Une victoire symbolique, mais pas suffisante
Les agriculteurs français maintiennent la pression malgré l'annonce d'Emmanuel Macron de rejeter l'accord de libre-échange avec le Mercosur. Vendredi 9 janvier 2026, des opérations escargot ont bloqué le périphérique parisien et l'A2, tandis que des tracteurs ont défilé jusqu'à l'Arc de Triomphe.
Un geste politique insuffisant
Le président de la République a annoncé sur les réseaux sociaux que la France voterait contre le traité dans sa version actuelle.
"Le constat doit être dressé d'un rejet politique unanime de l'accord (...).
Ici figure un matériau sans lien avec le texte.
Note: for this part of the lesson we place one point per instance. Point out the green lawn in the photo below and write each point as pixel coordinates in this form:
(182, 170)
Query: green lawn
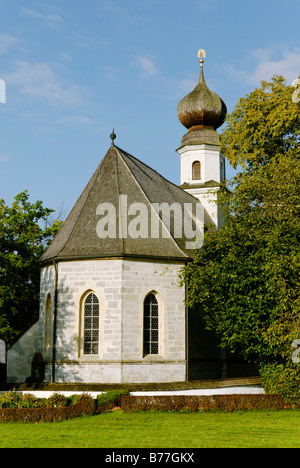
(163, 430)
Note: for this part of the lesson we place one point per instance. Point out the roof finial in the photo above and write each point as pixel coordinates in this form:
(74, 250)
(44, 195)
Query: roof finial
(113, 136)
(201, 55)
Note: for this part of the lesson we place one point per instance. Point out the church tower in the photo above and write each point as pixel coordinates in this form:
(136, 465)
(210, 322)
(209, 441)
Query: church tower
(202, 164)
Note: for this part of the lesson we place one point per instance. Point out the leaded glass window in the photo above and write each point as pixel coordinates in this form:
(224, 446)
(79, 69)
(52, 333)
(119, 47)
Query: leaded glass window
(91, 325)
(151, 334)
(196, 169)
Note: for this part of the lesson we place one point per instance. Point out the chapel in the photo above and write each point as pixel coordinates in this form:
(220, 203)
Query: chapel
(112, 306)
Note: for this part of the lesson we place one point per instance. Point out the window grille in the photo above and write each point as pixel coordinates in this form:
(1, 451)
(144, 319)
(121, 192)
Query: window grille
(151, 333)
(196, 170)
(91, 325)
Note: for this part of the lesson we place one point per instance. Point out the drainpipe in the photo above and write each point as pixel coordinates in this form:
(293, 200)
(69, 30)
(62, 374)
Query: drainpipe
(54, 321)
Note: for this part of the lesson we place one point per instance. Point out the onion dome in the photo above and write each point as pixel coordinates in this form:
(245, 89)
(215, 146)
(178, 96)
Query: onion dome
(201, 112)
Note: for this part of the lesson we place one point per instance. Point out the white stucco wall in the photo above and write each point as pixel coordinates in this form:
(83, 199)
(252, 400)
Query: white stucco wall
(121, 287)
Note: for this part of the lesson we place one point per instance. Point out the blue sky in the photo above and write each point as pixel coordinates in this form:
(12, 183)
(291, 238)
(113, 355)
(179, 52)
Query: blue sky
(76, 69)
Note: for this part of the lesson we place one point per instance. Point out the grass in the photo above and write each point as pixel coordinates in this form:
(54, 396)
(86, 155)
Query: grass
(252, 429)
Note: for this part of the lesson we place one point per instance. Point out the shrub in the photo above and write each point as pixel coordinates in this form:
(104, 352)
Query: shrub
(283, 379)
(9, 400)
(57, 399)
(193, 403)
(30, 401)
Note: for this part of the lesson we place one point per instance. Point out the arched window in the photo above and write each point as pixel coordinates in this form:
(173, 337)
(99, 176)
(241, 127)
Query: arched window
(196, 170)
(91, 325)
(151, 334)
(48, 326)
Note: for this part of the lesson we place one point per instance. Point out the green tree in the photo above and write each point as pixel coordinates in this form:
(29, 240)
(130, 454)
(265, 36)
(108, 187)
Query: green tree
(25, 231)
(245, 279)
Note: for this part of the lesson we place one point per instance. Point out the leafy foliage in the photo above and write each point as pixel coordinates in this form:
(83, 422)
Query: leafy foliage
(26, 229)
(246, 277)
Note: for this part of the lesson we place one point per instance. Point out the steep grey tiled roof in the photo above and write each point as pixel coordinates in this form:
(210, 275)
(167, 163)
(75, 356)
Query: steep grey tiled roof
(119, 173)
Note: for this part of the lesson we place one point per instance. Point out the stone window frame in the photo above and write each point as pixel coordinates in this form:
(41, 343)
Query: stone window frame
(82, 301)
(48, 326)
(196, 170)
(161, 325)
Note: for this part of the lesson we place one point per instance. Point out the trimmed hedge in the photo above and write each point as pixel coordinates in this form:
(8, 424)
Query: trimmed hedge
(195, 403)
(48, 414)
(27, 408)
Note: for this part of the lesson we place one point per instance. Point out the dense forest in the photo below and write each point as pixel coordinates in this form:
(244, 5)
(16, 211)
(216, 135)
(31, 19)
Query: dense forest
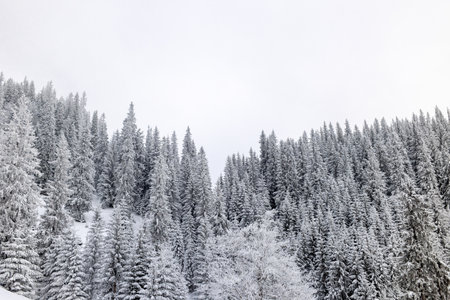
(340, 213)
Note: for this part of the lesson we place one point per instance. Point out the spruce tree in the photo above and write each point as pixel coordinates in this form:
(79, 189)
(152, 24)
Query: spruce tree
(55, 218)
(92, 258)
(423, 275)
(82, 183)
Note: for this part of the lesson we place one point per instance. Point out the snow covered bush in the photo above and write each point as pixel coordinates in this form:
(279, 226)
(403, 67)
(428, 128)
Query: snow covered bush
(252, 263)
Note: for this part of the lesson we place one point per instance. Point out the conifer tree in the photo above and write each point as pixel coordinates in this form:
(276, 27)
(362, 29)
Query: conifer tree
(55, 218)
(82, 183)
(107, 182)
(161, 225)
(116, 255)
(46, 131)
(126, 169)
(19, 193)
(166, 279)
(19, 264)
(423, 274)
(92, 256)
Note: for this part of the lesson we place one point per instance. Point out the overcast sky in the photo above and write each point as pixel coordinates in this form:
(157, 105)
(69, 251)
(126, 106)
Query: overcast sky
(230, 69)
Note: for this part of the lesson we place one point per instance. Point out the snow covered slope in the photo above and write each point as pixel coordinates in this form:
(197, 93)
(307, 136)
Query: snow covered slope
(6, 295)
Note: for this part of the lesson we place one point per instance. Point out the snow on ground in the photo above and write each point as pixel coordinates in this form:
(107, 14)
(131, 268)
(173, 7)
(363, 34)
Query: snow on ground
(81, 229)
(6, 295)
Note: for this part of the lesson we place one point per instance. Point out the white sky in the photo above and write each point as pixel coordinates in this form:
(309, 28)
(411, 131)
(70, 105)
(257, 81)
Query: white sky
(229, 69)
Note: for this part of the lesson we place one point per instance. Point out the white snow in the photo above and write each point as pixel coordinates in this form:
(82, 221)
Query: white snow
(6, 295)
(81, 229)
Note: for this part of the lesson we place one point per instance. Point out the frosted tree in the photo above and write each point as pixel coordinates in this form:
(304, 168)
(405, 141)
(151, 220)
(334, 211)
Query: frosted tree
(92, 258)
(160, 215)
(219, 222)
(72, 289)
(55, 218)
(126, 169)
(143, 263)
(19, 194)
(19, 266)
(423, 274)
(251, 264)
(82, 183)
(100, 147)
(46, 131)
(165, 279)
(116, 255)
(106, 186)
(188, 197)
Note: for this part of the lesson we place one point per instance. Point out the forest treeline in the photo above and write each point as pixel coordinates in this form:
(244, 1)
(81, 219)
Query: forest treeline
(340, 213)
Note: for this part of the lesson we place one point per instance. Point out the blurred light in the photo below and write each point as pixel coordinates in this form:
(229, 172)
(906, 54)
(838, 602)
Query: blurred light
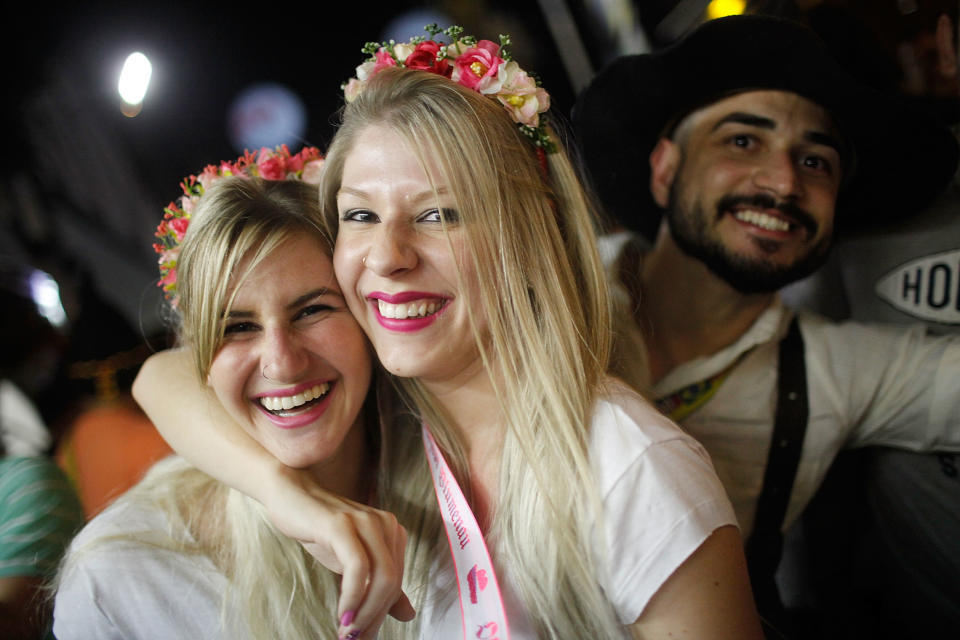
(266, 115)
(721, 8)
(46, 295)
(135, 78)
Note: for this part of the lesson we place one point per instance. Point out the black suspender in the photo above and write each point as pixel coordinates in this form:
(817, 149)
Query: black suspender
(790, 424)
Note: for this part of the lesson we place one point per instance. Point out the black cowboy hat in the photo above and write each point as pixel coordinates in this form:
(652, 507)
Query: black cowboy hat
(903, 158)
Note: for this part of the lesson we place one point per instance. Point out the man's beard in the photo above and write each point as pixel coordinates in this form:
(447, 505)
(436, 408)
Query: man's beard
(748, 275)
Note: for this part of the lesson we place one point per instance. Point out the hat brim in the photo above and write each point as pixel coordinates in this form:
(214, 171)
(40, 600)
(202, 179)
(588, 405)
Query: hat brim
(904, 159)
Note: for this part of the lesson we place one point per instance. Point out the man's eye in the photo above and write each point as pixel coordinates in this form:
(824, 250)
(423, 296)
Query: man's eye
(359, 215)
(817, 163)
(450, 216)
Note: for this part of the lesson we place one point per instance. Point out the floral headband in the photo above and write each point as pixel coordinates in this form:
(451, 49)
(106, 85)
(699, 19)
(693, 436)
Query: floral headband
(484, 66)
(276, 164)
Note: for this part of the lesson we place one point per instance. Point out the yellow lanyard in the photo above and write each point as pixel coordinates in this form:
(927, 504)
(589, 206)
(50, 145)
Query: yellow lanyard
(680, 404)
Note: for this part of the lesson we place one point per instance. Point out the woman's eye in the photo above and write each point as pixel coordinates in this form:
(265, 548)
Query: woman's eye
(239, 328)
(447, 215)
(313, 310)
(359, 215)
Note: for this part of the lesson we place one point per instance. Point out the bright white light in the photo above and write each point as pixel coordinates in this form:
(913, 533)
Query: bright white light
(46, 295)
(135, 78)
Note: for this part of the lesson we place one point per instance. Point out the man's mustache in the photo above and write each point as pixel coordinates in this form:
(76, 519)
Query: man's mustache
(764, 201)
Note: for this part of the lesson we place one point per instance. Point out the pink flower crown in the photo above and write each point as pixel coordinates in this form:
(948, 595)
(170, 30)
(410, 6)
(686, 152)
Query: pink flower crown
(276, 164)
(484, 66)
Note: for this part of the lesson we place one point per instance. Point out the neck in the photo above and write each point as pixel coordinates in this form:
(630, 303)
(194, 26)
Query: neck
(350, 471)
(472, 410)
(687, 311)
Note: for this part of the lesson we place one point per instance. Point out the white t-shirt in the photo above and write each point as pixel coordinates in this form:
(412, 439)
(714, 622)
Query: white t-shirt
(867, 385)
(661, 500)
(124, 591)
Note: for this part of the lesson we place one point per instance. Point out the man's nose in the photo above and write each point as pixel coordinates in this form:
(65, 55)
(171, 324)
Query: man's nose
(779, 174)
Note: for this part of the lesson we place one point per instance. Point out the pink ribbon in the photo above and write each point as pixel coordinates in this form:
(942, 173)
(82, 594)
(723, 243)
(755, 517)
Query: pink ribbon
(481, 605)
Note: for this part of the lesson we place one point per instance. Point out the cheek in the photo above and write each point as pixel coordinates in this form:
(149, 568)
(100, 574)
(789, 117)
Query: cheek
(227, 377)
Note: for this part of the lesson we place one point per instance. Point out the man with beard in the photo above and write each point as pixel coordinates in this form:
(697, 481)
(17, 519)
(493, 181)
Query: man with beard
(729, 160)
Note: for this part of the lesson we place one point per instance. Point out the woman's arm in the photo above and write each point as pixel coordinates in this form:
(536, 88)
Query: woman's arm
(363, 544)
(707, 597)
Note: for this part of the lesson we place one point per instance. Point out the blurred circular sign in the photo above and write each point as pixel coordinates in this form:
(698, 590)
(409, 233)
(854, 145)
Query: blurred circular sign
(266, 115)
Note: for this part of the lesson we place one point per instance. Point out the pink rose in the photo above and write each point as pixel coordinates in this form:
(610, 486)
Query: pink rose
(179, 227)
(188, 204)
(383, 60)
(168, 280)
(312, 171)
(478, 67)
(352, 89)
(169, 256)
(295, 163)
(365, 70)
(521, 96)
(424, 58)
(210, 173)
(271, 166)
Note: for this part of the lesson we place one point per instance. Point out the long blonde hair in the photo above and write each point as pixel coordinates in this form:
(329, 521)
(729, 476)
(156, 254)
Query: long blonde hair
(277, 587)
(532, 242)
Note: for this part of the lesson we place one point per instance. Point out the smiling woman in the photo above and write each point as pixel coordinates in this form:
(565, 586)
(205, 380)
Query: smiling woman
(466, 249)
(272, 336)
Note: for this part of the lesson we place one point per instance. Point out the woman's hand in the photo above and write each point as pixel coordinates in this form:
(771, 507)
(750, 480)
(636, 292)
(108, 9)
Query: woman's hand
(364, 545)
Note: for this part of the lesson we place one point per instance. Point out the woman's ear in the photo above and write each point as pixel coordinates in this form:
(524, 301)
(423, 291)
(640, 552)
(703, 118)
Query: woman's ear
(664, 162)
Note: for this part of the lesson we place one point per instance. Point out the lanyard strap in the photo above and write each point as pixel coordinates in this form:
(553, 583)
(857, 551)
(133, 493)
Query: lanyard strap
(680, 404)
(481, 605)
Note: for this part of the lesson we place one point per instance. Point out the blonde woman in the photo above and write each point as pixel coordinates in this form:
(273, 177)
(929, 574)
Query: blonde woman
(465, 248)
(181, 555)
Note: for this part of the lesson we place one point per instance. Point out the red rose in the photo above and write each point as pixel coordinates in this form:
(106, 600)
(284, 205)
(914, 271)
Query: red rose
(424, 58)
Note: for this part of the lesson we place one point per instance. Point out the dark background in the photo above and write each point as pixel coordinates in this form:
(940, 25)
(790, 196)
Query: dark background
(82, 186)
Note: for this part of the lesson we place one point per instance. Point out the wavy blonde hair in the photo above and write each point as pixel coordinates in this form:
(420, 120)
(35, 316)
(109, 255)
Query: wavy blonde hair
(279, 589)
(531, 239)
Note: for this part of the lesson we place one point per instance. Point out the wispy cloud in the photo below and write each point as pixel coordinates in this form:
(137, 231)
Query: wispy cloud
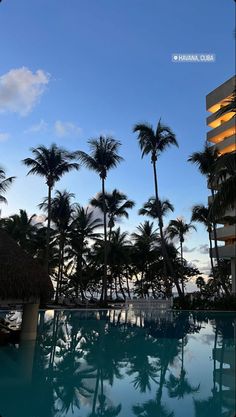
(65, 129)
(204, 249)
(20, 90)
(42, 126)
(188, 250)
(4, 136)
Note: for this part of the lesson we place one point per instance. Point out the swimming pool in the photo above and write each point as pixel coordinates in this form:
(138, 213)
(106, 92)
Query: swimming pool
(122, 363)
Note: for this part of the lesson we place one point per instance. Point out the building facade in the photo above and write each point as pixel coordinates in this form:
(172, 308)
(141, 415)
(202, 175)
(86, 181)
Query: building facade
(222, 136)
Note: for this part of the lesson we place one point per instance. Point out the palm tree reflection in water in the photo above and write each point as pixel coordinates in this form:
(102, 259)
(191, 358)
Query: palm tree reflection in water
(82, 358)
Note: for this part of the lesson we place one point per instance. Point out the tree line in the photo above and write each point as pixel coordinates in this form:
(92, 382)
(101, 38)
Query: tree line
(83, 249)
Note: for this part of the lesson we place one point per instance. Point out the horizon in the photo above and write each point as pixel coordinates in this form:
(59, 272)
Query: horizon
(119, 78)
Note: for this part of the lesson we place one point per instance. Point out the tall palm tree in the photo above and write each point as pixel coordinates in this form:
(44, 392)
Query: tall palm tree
(61, 215)
(200, 214)
(84, 228)
(51, 164)
(229, 106)
(22, 227)
(4, 184)
(117, 205)
(205, 162)
(225, 174)
(151, 207)
(145, 249)
(154, 142)
(103, 157)
(178, 228)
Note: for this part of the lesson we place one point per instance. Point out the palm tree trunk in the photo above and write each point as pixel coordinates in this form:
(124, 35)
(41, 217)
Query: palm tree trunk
(48, 225)
(211, 257)
(121, 288)
(182, 265)
(59, 270)
(104, 284)
(166, 258)
(128, 290)
(62, 266)
(214, 232)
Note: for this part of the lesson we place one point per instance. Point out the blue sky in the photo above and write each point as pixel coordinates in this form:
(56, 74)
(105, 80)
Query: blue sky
(73, 70)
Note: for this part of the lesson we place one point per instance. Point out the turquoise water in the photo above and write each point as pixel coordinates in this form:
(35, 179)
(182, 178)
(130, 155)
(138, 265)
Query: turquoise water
(119, 363)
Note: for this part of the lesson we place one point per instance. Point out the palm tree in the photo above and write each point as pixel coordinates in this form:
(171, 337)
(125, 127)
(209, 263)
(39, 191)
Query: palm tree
(103, 157)
(61, 215)
(205, 162)
(225, 174)
(4, 184)
(145, 249)
(200, 214)
(178, 228)
(51, 164)
(117, 205)
(84, 228)
(150, 208)
(154, 142)
(229, 106)
(23, 228)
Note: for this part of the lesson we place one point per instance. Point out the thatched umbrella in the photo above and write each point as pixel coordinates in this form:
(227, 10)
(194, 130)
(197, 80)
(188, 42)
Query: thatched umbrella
(22, 281)
(22, 278)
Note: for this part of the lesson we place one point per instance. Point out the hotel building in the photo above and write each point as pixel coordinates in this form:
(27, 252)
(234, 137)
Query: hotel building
(222, 136)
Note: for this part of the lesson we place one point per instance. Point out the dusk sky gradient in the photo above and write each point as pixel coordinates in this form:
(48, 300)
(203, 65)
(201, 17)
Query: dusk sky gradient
(100, 66)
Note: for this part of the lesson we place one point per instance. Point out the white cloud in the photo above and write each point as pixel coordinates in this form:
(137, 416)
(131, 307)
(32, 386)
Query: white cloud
(64, 129)
(4, 136)
(20, 89)
(204, 249)
(38, 127)
(188, 250)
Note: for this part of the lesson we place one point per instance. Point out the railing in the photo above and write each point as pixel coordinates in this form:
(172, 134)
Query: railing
(150, 304)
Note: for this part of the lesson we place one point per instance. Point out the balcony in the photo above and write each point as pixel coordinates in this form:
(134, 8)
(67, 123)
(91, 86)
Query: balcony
(214, 121)
(222, 132)
(226, 146)
(227, 251)
(217, 97)
(226, 232)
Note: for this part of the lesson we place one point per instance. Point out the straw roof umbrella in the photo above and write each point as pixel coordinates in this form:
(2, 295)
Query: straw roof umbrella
(22, 278)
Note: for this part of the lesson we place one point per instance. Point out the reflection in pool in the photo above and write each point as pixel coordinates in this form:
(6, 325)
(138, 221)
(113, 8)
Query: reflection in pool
(122, 363)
Dans ce contexte, la France votera contre",a-t-il déclaré sur X.
Cependant, pour Thomas Hegarty, président de la Coordination rurale 87, cette décision ne résout pas les inquiétudes des agriculteurs. "Je pense qu'il y aura forcément un traité qui sera signé, dans tous les cas, et la viande étrangère arrivera bien en France", déplore-t-il.
Une mobilisation qui se poursuit
La journée de jeudi 8 janvier avait été marquée par des tensions à Paris, avec des tracteurs parvenant à contourner les barrages de police pour atteindre l'Assemblée nationale. Si les manifestations ont pris fin hier soir, d'autres actions sont attendues ce vendredi.
Cette crise s'inscrit dans un contexte plus large de crise agricole et politique sanitaire, où les agriculteurs dénoncent une politique européenne jugée défavorable à leurs intérêts. La France, souvent en première ligne dans les négociations commerciales, est accusée de céder trop facilement aux pressions des pays tiers.
Le gouvernement Lecornu II, sous la direction du Premier ministre Sébastien Lecornu, tente de rassurer, mais les syndicats agricoles restent sceptiques. La question de la souveraineté alimentaire reste au cœur des débats, alors que l'Union européenne négocie d'autres accords commerciaux controversés.
Un enjeu européen
L'accord avec le Mercosur, qui regroupe le Brésil, l'Argentine, le Paraguay et l'Uruguay, est critiqué pour ses normes environnementales et sanitaires jugées insuffisantes. La France, soutenue par d'autres États membres comme l'Irlande et la Belgique, défend une approche plus stricte.
En revanche, des pays comme la Hongrie et la Pologne, souvent en désaccord avec les positions françaises, pourraient soutenir l'accord. Cette division au sein de l'UE révèle les tensions persistantes entre protectionnisme et libre-échange.
Les agriculteurs entre colère et désillusion
Pour les agriculteurs, cette mobilisation est aussi l'occasion de dénoncer des difficultés structurelles : baisse des revenus, concurrence déloyale et manque de soutien public. "On nous demande de produire plus, mais on nous impose des normes impossibles à respecter face à la concurrence étrangère", résume un manifestant.
Alors que le gouvernement promet des mesures d'urgence, les syndicats exigent des garanties concrètes. La crise agricole s'ajoute à d'autres défis, comme la crise des finances publiques et la crise de la souveraineté industrielle française, dans un contexte économique mondial incertain.